ABC-IGNACIO CAMACHO
Huele a años treinta. A trincheras ideológicas, a Frente Popular y a CEDA. A Historia repetida como drama y comedia
HACE tiempo que huele a treintañismo en España. Un aroma histórico de peligrosas resonancias que se empezó a expandir con Zapatero y sus coqueteos con la legitimidad republicana. Pero ha sido en los últimos cinco años, desde la aparición de Podemos y el acelerón del procés, cuando esa siniestra fragancia ha impregnado la escena pública de forma generalizada. Olía a años treinta en la insurrección catalana, en la retórica extremista de soflamas revolucionarias, en la campaña de los radicales contra la institución monárquica. Y sigue oliendo cuando Pablo Iglesias responde a la derrota electoral andaluza con una llamada al levantamiento de masas o cuando un nuevo partido conservador envuelve su programa en el aire de reconquista de una nueva Cruzada. Se diría que las nuevas generaciones, alejadas de la Transición y su pacto de concordia democrática, han perdido el miedo a la tragedia civil para sustituirlo por una especie de nociva nostalgia. La melancolía de lo no vivido, la devastadora osadía de la ignorancia.
El planteamiento de las elecciones de abril también recuerda al episodio crítico de aquella década. A un lado, la coalición Frankestein entre la izquierda y un nacionalismo encabritado tras el fracaso de su revuelta. Al otro, el bloque de las tres derechas. En la atmósfera, un ambiente político de antagonismo bipolar que evoca reminiscencias de la confrontación entre el Frente Popular y la CEDA. Claro que hay diferencias; las más importantes –y afortunadas– de ellas son la falta de un clima social de hostilidad violenta y el marco estable que impone la plena integración en la civilidad europea. Pero el achique de la moderación, los cordones sanitarios, la sensación de emergencia, el trincherismo banderizo, la tensa escalada de hipérbole dialéctica o la extensión de una idea de crisis del sistema remiten al viejo adagio hegeliano-marxista de la repetición de la Historia como drama y como comedia.
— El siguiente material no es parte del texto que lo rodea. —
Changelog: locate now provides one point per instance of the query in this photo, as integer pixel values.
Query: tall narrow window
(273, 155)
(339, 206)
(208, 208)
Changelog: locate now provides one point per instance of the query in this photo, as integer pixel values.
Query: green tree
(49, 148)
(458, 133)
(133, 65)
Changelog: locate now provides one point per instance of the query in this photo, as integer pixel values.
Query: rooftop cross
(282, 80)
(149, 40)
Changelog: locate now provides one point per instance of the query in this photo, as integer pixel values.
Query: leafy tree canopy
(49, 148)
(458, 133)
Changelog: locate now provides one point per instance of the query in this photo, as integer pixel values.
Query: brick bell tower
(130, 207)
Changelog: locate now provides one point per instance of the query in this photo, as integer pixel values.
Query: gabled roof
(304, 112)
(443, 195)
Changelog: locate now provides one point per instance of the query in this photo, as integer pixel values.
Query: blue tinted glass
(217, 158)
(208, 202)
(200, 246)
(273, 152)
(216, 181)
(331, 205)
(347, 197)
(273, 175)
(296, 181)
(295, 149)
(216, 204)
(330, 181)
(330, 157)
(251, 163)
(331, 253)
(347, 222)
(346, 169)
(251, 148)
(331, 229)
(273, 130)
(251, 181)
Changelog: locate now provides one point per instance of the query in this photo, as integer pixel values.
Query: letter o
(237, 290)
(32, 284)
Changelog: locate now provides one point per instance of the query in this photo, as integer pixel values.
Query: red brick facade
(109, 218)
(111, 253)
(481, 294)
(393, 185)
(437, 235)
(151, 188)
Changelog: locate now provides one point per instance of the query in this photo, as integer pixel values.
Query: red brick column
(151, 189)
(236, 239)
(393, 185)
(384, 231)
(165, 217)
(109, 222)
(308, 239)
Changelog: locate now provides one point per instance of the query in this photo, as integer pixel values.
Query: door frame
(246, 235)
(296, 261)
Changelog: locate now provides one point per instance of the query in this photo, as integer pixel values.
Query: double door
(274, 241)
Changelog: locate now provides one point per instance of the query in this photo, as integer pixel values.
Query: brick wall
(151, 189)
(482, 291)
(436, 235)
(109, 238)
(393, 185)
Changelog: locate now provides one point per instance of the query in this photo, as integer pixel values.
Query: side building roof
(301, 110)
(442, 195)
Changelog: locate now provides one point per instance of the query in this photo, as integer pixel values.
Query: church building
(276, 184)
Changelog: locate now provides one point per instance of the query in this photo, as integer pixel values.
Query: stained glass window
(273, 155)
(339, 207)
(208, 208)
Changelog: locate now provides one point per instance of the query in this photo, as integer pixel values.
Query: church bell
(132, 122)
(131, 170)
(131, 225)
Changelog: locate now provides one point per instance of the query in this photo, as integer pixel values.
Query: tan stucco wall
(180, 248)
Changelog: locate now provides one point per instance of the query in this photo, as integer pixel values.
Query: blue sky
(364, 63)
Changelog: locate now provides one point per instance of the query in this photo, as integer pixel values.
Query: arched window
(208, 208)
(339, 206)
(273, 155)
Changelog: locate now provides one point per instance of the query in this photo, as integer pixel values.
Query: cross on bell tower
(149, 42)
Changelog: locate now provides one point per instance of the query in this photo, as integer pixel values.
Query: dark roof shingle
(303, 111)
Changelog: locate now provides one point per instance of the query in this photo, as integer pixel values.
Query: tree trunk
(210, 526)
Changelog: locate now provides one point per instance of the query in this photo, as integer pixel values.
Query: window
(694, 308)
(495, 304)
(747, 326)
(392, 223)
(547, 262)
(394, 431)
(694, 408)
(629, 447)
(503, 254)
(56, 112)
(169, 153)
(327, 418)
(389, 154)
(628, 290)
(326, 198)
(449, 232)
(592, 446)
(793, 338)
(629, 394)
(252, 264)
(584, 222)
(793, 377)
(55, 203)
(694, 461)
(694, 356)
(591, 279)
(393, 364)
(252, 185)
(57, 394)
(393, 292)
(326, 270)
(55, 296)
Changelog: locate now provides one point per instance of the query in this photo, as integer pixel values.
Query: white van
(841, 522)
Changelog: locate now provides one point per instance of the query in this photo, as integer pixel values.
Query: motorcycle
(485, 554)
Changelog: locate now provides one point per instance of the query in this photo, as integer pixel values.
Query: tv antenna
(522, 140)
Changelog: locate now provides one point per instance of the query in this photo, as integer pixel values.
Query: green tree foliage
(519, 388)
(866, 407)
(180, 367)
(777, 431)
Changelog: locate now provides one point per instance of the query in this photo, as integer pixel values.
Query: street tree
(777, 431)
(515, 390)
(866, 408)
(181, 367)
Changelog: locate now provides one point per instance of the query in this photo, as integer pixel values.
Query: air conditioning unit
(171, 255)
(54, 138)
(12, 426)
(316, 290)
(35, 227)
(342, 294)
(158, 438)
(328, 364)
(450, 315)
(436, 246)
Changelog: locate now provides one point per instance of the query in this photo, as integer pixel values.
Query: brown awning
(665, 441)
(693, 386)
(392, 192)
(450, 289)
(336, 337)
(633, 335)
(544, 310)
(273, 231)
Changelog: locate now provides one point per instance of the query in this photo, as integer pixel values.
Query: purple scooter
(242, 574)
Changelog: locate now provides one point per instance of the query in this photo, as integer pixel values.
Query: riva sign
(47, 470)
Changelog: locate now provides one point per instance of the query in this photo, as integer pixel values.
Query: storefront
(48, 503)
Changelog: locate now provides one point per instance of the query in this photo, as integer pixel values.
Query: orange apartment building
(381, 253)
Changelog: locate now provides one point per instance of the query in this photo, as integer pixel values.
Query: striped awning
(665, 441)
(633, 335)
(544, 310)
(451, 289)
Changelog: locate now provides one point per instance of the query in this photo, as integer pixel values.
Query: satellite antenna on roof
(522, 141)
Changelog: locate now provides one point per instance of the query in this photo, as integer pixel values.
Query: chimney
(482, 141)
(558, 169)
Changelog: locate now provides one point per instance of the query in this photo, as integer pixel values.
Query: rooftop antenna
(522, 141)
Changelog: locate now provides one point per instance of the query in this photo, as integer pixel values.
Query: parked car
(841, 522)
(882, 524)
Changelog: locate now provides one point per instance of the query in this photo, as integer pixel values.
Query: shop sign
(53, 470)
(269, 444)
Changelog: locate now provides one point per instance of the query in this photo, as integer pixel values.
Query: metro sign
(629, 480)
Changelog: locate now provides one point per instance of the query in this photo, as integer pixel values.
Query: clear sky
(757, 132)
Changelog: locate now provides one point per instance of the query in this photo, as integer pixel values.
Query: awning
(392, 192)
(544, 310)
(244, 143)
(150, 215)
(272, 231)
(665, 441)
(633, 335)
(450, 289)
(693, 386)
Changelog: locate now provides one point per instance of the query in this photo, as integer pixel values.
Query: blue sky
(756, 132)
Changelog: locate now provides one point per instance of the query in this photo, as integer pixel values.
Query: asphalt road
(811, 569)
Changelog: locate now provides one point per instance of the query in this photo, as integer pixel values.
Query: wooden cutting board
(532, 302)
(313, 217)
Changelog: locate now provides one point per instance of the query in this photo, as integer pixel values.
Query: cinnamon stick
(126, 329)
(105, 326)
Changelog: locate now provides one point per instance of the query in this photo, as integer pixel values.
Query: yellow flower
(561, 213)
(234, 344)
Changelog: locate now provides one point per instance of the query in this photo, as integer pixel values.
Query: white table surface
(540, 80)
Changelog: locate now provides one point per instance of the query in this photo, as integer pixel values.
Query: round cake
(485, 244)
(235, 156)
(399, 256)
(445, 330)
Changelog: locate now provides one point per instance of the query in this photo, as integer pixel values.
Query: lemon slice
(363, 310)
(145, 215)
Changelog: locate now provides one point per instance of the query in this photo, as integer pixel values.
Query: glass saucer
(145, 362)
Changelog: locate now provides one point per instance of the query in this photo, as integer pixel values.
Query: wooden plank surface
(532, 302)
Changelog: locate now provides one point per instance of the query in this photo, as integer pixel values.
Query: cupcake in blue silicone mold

La clave es la desaparición del consenso. El gran hallazgo de la refundación de la democracia, el que permitió encerrar los demonios del enfrentamiento, fue la conciencia de que las libertades sólo podían basarse en un mutuo acuerdo que evitase la preponderancia de medio país sobre el otro medio. La Constitución es la expresión de ese pacto estratégico que preservaba el modelo de sociedad y de Estado a salvo de contingencias y cambios de Gobierno. Y eso es lo que está en cuestión bajo el actual revisionismo de los fundamentos: el concepto de la nación como ámbito de encuentro. La quiebra del bloque constitucionalista ha convertido la legítima pugna por el poder en una ruptura del convenio que unía a los ciudadanos en un mismo proyecto, en un régimen común de obligaciones y derechos. Ya es triste que ochenta años después algunos parezcan dispuestos a desandar ese largo y complejo, pero al cabo venturoso, camino de progreso.